Compost Queen

A backyard composter, Jamie Blanchard-Poling knew something had to change for how composting is done locally with small piles and only in the warmer months. “I  wondered why there wasn’t a solution—not in Northern Colorado. I decided I could be that solution,” said owner and queen Blanchard-Poling.

Blanchard-Poling founded Compost Queen in 2018, operating it on partner farm sites until March 2023, when, with state grant funding, she was able to open her headquarters at 1505 N. College Ave. in Fort Collins. She picks up food waste at her customers’ homes and businesses and takes it to the headquarters and four permitted farm partners in Fort Collins. She does curbside pickups in Fort Collins and Timnath, but also has five drop-off sites in Fort Collins, Windsor and Loveland. “We do everything with organic waste from top to bottom,” Blanchard-Poling said. “We pick it up, haul it and take it to whichever facility that route goes to.” Customers get a 4-gallon bucket they can fill with food scraps for weekly or biweekly curbside services or for drop-off at their convenience. They then can collect finished compost during two customer appreciation days.
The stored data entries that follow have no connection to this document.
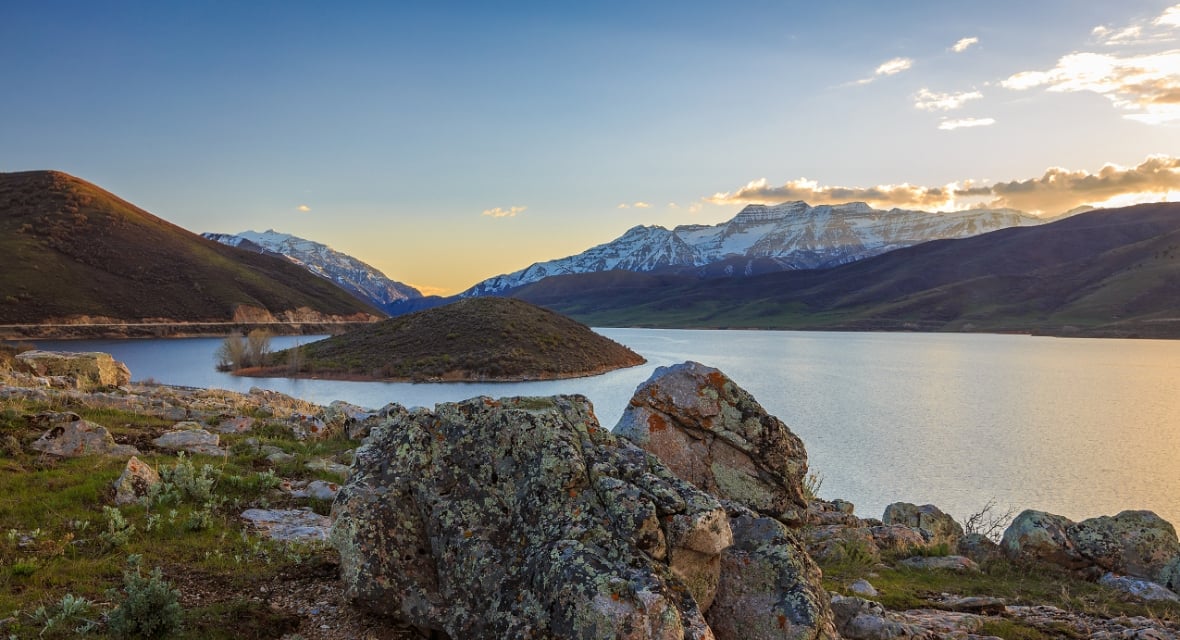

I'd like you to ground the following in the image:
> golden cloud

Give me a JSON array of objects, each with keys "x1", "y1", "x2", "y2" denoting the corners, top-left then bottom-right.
[
  {"x1": 951, "y1": 37, "x2": 979, "y2": 53},
  {"x1": 1002, "y1": 50, "x2": 1180, "y2": 124},
  {"x1": 482, "y1": 205, "x2": 526, "y2": 218},
  {"x1": 706, "y1": 155, "x2": 1180, "y2": 215},
  {"x1": 938, "y1": 117, "x2": 995, "y2": 130},
  {"x1": 914, "y1": 88, "x2": 983, "y2": 111},
  {"x1": 297, "y1": 204, "x2": 311, "y2": 212}
]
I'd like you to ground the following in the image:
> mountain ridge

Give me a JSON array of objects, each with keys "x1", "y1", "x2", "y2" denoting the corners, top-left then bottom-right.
[
  {"x1": 461, "y1": 200, "x2": 1049, "y2": 296},
  {"x1": 203, "y1": 229, "x2": 421, "y2": 313},
  {"x1": 0, "y1": 170, "x2": 383, "y2": 329},
  {"x1": 505, "y1": 202, "x2": 1180, "y2": 338}
]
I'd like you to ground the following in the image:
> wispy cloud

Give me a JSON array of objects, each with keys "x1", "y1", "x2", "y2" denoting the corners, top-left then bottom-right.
[
  {"x1": 1092, "y1": 3, "x2": 1180, "y2": 45},
  {"x1": 706, "y1": 155, "x2": 1180, "y2": 215},
  {"x1": 617, "y1": 201, "x2": 652, "y2": 209},
  {"x1": 1001, "y1": 50, "x2": 1180, "y2": 124},
  {"x1": 406, "y1": 283, "x2": 450, "y2": 297},
  {"x1": 297, "y1": 204, "x2": 311, "y2": 212},
  {"x1": 482, "y1": 205, "x2": 526, "y2": 218},
  {"x1": 938, "y1": 117, "x2": 996, "y2": 130},
  {"x1": 951, "y1": 37, "x2": 979, "y2": 53},
  {"x1": 854, "y1": 56, "x2": 914, "y2": 85},
  {"x1": 914, "y1": 88, "x2": 983, "y2": 111}
]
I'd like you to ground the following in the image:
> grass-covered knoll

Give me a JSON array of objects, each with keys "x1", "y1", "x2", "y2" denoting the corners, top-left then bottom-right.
[
  {"x1": 262, "y1": 297, "x2": 646, "y2": 381},
  {"x1": 0, "y1": 389, "x2": 382, "y2": 639},
  {"x1": 0, "y1": 170, "x2": 381, "y2": 324}
]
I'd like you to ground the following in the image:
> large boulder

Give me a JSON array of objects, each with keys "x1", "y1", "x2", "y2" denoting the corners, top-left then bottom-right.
[
  {"x1": 29, "y1": 418, "x2": 139, "y2": 458},
  {"x1": 332, "y1": 395, "x2": 729, "y2": 639},
  {"x1": 1001, "y1": 510, "x2": 1089, "y2": 569},
  {"x1": 615, "y1": 362, "x2": 809, "y2": 524},
  {"x1": 15, "y1": 351, "x2": 131, "y2": 389},
  {"x1": 707, "y1": 503, "x2": 838, "y2": 639},
  {"x1": 881, "y1": 502, "x2": 964, "y2": 547},
  {"x1": 1067, "y1": 511, "x2": 1180, "y2": 584}
]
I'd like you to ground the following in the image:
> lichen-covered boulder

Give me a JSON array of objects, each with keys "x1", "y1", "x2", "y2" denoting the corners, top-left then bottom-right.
[
  {"x1": 615, "y1": 361, "x2": 809, "y2": 524},
  {"x1": 29, "y1": 418, "x2": 139, "y2": 458},
  {"x1": 957, "y1": 533, "x2": 1003, "y2": 564},
  {"x1": 331, "y1": 395, "x2": 729, "y2": 639},
  {"x1": 113, "y1": 456, "x2": 160, "y2": 505},
  {"x1": 15, "y1": 350, "x2": 131, "y2": 389},
  {"x1": 707, "y1": 503, "x2": 837, "y2": 640},
  {"x1": 881, "y1": 502, "x2": 964, "y2": 546},
  {"x1": 1067, "y1": 511, "x2": 1180, "y2": 584},
  {"x1": 152, "y1": 424, "x2": 225, "y2": 457},
  {"x1": 1001, "y1": 510, "x2": 1090, "y2": 569}
]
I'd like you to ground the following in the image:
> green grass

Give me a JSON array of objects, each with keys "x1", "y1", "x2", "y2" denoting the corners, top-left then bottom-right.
[{"x1": 0, "y1": 392, "x2": 358, "y2": 638}]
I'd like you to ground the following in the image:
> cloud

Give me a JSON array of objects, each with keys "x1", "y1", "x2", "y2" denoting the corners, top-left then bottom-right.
[
  {"x1": 705, "y1": 155, "x2": 1180, "y2": 215},
  {"x1": 406, "y1": 283, "x2": 450, "y2": 297},
  {"x1": 617, "y1": 201, "x2": 652, "y2": 209},
  {"x1": 876, "y1": 57, "x2": 913, "y2": 76},
  {"x1": 1092, "y1": 3, "x2": 1180, "y2": 45},
  {"x1": 914, "y1": 88, "x2": 983, "y2": 111},
  {"x1": 297, "y1": 204, "x2": 311, "y2": 212},
  {"x1": 938, "y1": 117, "x2": 996, "y2": 130},
  {"x1": 1001, "y1": 50, "x2": 1180, "y2": 124},
  {"x1": 951, "y1": 37, "x2": 979, "y2": 53},
  {"x1": 482, "y1": 205, "x2": 526, "y2": 218},
  {"x1": 854, "y1": 57, "x2": 914, "y2": 85}
]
“We have a very high retention rate of customers because we do such a good job in what we do,” Blanchard-Poling said. “It’s a really good feeling when you get a finished product out of what other people call waste.”
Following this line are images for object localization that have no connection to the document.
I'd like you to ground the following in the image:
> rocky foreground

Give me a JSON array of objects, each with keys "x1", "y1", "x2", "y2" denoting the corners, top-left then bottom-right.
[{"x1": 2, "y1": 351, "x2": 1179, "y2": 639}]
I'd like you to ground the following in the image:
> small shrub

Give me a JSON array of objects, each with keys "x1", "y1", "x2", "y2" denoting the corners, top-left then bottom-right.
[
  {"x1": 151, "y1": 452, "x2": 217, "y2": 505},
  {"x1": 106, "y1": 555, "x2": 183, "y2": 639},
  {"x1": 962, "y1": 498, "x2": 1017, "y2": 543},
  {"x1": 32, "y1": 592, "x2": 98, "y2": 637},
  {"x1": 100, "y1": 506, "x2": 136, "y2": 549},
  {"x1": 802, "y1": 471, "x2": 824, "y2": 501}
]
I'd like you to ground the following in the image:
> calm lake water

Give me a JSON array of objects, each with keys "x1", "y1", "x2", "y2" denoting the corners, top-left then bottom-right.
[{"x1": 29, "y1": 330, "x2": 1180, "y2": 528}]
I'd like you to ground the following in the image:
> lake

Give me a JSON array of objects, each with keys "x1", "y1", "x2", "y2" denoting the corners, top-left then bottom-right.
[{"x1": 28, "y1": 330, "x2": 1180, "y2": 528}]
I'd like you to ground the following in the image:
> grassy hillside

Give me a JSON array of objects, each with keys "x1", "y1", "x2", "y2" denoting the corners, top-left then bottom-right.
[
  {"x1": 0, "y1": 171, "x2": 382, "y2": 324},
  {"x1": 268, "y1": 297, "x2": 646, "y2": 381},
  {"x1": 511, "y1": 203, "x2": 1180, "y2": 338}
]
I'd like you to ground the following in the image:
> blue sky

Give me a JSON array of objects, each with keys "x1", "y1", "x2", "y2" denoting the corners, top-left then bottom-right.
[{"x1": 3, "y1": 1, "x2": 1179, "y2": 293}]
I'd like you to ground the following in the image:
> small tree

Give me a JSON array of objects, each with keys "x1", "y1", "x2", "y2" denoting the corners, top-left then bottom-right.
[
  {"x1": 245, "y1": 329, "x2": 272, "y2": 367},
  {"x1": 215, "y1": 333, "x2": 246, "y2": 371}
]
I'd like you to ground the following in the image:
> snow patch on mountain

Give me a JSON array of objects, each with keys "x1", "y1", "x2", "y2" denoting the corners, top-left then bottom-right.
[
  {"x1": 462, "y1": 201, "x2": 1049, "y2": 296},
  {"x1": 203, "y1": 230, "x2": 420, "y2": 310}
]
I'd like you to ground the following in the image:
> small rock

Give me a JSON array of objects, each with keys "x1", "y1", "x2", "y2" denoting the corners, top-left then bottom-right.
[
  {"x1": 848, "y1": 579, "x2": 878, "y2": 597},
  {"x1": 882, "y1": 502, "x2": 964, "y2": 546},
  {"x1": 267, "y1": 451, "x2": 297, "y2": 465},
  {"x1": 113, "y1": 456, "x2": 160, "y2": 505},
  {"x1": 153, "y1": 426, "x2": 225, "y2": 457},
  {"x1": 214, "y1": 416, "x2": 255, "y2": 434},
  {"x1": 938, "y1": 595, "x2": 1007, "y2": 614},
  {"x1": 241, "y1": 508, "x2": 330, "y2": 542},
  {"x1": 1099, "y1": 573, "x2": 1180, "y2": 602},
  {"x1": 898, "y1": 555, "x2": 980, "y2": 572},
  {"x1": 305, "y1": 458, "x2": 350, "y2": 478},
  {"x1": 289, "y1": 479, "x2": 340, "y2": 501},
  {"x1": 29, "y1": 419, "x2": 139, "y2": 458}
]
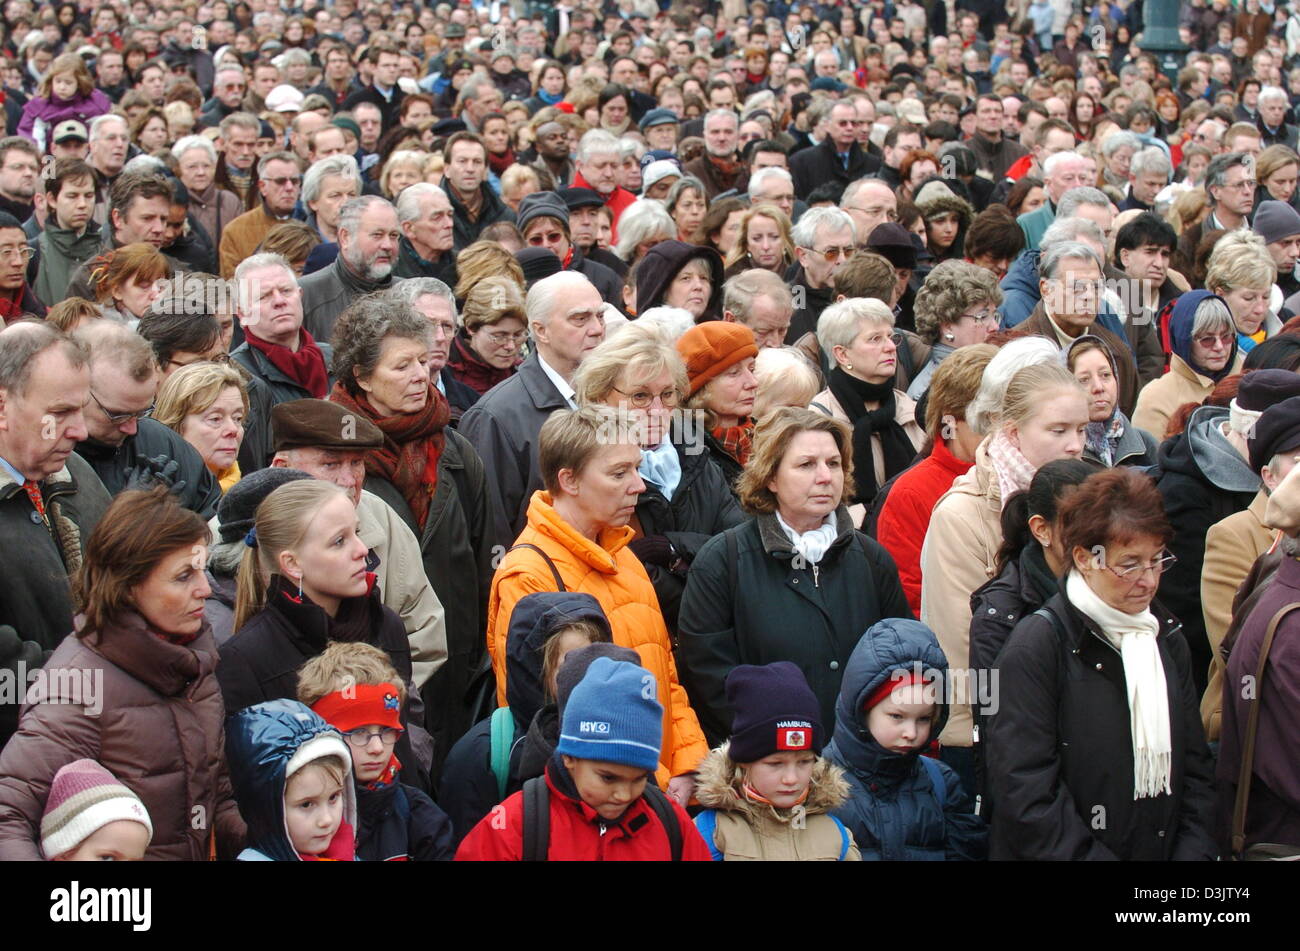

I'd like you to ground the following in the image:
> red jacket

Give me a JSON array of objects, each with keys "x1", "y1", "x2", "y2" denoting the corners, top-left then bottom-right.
[
  {"x1": 571, "y1": 171, "x2": 635, "y2": 243},
  {"x1": 455, "y1": 767, "x2": 711, "y2": 861},
  {"x1": 875, "y1": 438, "x2": 974, "y2": 616}
]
At each of the farm sites, Blanchard-Poling and her staff create compost piles, adding food scraps, farm waste and other organics to the mix. They monitor the water content and temperature until the compost is a finished product, a process that takes about four months. She halves that time at her headquarters, operational as of October, by using an Aerated Static Pile Composting system purchased with a Front Range Waste Diversion grant she received for equipment and establishing her headquarters. “With our new system we will be producing a lot more, so that way we’ll be able to sell it to the public,” Blanchard-Poling said.

To grow her business, Blanchard-Poling works with the Larimer Small Business Development Center, where she’s taken classes on starting a business and works with consultants on marketing, bookkeeping and financial  planning. “They lay a solid  framework of what to do when starting a business, and that’s helped me immensely, as well as all of their resources,” Blanchard-Poling said. “It helps me separate the different aspects of business, so it’s not just one pile of things to do.”
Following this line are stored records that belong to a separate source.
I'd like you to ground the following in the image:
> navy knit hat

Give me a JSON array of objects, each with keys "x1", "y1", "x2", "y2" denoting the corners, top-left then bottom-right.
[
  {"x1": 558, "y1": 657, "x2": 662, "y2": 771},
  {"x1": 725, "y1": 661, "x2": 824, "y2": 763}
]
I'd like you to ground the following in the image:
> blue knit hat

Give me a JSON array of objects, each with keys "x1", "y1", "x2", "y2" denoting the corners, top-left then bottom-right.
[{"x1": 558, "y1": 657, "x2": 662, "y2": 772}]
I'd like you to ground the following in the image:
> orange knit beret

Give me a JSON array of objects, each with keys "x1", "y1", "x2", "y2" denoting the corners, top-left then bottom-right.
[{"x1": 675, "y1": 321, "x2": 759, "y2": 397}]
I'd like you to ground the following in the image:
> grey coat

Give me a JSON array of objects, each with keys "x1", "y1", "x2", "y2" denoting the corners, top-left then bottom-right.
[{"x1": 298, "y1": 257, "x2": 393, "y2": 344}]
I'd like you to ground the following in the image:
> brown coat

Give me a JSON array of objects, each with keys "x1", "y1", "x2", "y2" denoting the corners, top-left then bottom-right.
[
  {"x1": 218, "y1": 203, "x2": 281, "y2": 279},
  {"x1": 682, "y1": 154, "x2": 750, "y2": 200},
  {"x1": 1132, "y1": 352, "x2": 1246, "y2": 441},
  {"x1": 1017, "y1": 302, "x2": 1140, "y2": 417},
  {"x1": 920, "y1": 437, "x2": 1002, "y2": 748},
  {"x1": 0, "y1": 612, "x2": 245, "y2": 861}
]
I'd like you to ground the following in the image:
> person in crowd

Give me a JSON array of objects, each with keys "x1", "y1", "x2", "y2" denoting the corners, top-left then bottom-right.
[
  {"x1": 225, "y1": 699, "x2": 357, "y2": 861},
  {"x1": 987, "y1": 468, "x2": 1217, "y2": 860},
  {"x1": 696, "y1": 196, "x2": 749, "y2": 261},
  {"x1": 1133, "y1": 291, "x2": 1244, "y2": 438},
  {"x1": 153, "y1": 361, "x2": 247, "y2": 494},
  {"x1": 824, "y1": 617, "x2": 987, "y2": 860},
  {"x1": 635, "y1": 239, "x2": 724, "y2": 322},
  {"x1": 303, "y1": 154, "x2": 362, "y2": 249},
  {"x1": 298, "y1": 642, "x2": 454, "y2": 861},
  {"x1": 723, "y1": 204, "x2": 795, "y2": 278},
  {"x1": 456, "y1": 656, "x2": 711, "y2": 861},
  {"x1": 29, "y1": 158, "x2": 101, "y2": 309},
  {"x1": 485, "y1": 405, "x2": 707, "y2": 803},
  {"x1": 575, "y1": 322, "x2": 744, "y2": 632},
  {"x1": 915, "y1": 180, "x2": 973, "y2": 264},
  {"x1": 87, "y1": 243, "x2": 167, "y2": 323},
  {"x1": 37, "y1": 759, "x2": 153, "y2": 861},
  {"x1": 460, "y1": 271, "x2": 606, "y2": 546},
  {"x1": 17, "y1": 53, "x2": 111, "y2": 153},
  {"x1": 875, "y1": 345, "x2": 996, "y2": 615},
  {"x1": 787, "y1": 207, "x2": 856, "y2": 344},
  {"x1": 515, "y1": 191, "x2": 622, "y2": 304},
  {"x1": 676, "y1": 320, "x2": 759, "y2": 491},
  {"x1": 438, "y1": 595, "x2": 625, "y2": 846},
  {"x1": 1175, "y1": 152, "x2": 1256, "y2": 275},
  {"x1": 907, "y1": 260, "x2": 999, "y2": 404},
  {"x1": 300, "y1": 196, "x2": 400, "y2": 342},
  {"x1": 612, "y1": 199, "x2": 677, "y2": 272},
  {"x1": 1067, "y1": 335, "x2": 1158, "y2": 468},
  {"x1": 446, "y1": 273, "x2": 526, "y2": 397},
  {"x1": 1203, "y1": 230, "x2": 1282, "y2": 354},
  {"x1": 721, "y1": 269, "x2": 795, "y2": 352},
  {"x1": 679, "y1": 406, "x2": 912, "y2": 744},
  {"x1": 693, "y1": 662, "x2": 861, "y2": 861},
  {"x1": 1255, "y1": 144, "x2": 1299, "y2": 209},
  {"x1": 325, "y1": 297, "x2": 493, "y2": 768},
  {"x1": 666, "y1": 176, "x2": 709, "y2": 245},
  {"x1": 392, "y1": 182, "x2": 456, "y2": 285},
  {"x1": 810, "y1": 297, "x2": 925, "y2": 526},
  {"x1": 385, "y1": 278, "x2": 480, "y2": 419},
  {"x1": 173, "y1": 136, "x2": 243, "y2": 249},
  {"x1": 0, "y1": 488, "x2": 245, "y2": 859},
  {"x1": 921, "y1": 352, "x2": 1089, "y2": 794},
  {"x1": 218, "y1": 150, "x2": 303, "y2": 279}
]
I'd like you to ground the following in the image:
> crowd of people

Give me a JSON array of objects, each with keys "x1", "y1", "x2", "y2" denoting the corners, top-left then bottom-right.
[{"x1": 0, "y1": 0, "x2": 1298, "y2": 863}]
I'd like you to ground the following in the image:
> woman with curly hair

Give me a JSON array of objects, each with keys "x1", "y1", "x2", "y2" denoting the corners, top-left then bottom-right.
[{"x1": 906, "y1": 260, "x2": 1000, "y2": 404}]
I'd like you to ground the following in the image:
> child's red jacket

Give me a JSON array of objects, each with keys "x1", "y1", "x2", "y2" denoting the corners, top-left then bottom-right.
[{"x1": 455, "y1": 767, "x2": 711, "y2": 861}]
Blanchard-Poling also looks to the Larimer SBDC anytime she has to pivot, including adding her farm
partners and streamlining her offerings to just buckets and carts. The grant helped immensely with her biggest challenge, financing, but now she needs more funding for advertising and to grow her  business, including adding  municipal contracts for multiple, decentralized facilities around Northern Colorado.

“My advice for entrepreneurs is don’t give up. If you give up, you never know what you could have
achieved.” Blanchard-Poling said. “Now I’m a success story.”